Sequential Amodal Segmentation via Cumulative Occlusion Learning
This addresses the need for robotic applications to handle objects of uncertain categories in densely layered scenes, though it is an incremental improvement over existing methods.
The paper tackles the problem of segmenting both visible and occluded regions of objects in single images to understand 3D context, introducing a diffusion model with cumulative occlusion learning that outperforms baselines on three amodal datasets.

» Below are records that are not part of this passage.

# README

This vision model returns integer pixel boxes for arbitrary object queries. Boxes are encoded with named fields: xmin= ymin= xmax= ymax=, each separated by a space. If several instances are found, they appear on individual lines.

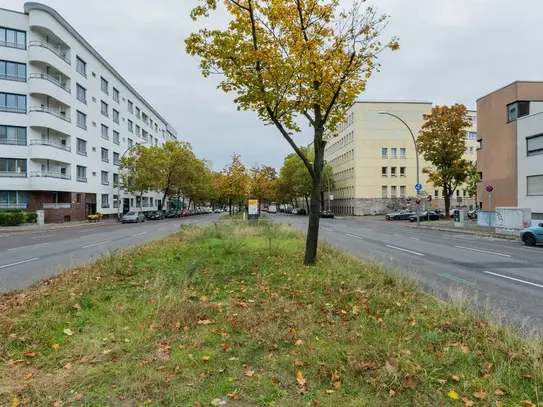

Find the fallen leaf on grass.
xmin=447 ymin=390 xmax=460 ymax=400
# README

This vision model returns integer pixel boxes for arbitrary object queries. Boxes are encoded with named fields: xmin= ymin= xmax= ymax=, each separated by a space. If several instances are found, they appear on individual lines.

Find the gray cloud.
xmin=4 ymin=0 xmax=543 ymax=170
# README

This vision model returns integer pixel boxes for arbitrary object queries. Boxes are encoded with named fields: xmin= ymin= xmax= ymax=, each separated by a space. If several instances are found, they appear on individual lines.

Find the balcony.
xmin=30 ymin=171 xmax=72 ymax=180
xmin=30 ymin=139 xmax=72 ymax=152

To fully understand the 3D context of a single image, a visual system must be able to segment both the visible and occluded regions of objects, while discerning their occlusion order. Ideally, the system should be able to handle any object and not be restricted to segmenting a limited set of object classes, especially in robotic applications. Addressing this need, we introduce a diffusion model with cumulative occlusion learning designed for sequential amodal segmentation of objects with uncertain categories. This model iteratively refines the prediction using the cumulative mask strategy during diffusion, effectively capturing the uncertainty of invisible regions and adeptly reproducing the complex distribution of shapes and occlusion orders of occluded objects. It is akin to the human capability for amodal perception, i.e., to decipher the spatial ordering among objects and accurately predict complete contours for occluded objects in densely layered visual scenes. Experimental results across three amodal datasets show that our method outperforms established baselines.